Pero hay más. La argumentación por analogía nos sirve igualmente para introducirnos en el problema de la causalidad. Pensemos por un momento en la experiencia de escuchar una melodía especialmente agradable ejecutada en una pianola. Concluiremos con seguridad que la música tal, si bien ejecutada de forma mecánica por un ingenio puramente material, contiene en su forma y estética la huella inevitable de un diseño inteligente. Las características de la melodía no nos dejarán lugar a dudas ya que reúnen todos los condicionantes para permitirnos inferir que tal expresión artística no puede ser el resultado únicamente de un evento casual. La melodía contiene una forma, una idea que responde a un acto creativo y podemos concluir que una mente racional está detrás, no sólo del ingenio que ejecuta, sino más importante todavía, de la forma recreada por el ingenio. Recorramos el proceso creativo: una mente creadora ha ideado una melodía, luego la ha transcrito sobre la base de un lenguaje simbólico en un soporte material bajo la forma de instrucciones o indicaciones de naturaleza prescriptiva, y por último, un artilugio mecánico convenientemente programado al efecto, ha interpretado el mensaje produciendo la recreación de la melodía imaginada por el artista.

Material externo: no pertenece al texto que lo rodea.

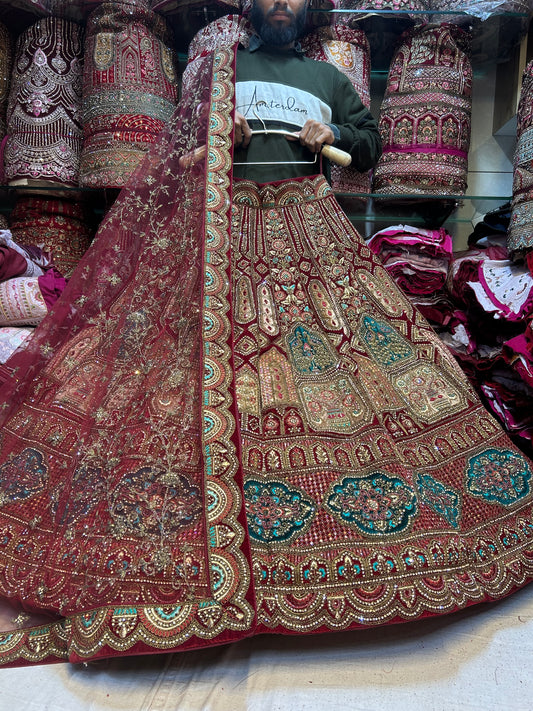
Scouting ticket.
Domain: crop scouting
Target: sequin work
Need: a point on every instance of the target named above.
(235, 423)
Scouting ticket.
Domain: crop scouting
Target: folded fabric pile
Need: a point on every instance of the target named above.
(29, 287)
(481, 305)
(418, 260)
(60, 226)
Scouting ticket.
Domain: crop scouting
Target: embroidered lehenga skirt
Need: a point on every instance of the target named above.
(233, 422)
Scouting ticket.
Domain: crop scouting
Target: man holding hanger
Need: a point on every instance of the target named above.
(279, 88)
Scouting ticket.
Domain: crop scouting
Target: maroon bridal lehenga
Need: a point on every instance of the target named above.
(233, 423)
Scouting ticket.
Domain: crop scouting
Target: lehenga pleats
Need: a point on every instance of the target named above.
(233, 422)
(120, 509)
(377, 487)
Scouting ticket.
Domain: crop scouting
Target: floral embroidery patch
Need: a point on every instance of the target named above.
(445, 502)
(22, 476)
(377, 504)
(498, 475)
(276, 513)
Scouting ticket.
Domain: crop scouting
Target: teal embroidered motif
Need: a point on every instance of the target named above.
(383, 342)
(445, 502)
(22, 476)
(276, 513)
(498, 475)
(377, 504)
(310, 351)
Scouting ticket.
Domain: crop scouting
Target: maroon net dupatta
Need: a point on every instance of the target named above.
(114, 484)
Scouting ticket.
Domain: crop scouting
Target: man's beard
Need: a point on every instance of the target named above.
(278, 36)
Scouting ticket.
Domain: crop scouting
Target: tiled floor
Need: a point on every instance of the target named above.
(479, 659)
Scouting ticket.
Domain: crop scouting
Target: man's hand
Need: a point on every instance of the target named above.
(243, 132)
(314, 134)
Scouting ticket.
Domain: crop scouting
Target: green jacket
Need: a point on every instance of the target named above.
(284, 88)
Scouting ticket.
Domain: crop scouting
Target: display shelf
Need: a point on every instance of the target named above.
(370, 213)
(493, 40)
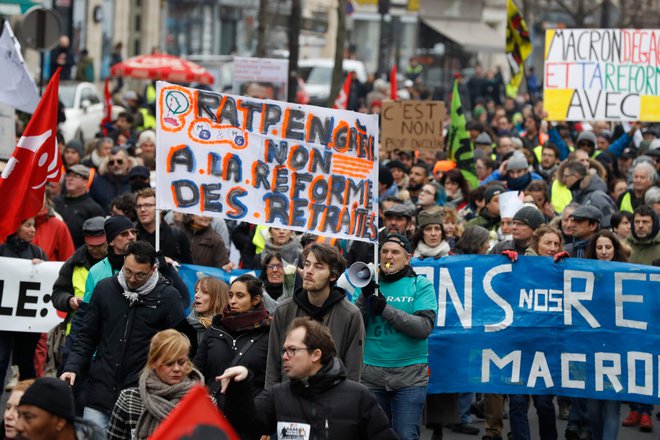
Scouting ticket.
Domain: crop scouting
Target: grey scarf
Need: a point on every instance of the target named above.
(146, 288)
(159, 398)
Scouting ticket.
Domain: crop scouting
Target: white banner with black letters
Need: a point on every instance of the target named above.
(25, 295)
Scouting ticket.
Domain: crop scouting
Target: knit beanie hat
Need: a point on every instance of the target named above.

El razonamiento por analogía nos lleva a pensar en los organismos vivos con idéntico criterio. La información genética contiene instrucciones de carácter prescriptivo que ejecutadas por una maquinaria molecular perfectamente adecuada al efecto generan diferentes eventos y funciones celulares; todos ellos armoniosamente conectados, producen como resultado una forma biológica enormemente compleja y organizada. Pero la forma biológica, funcionando como representación a la que la información prescriptiva está orientada exige una justificación como fruto de una ideación previa; algo así como la ideación de un diseñador inteligente.

Por supuesto se trata “sólo” de un argumento por analogía. Sabemos que los argumentos por analogía no son concluyentes, pero nada impide sostener que las analogías pueden ayudar a comprender la realidad. Existe una razón específica para sostener que la inferencia causal sea legítima y es que no conocemos ningún evento fortuito en la Naturaleza capaz de engendrar un sistema funcional gobernado por controles formales de esta naturaleza para generar sistemas organizados de gran complejidad. Tal estructura lógico-formal es, sin embargo, fruto natural de la capacidad creativa de una mente racional. La inferencia causal es más que legítima; la analogía cumple una función coadyuvante en el razonamiento.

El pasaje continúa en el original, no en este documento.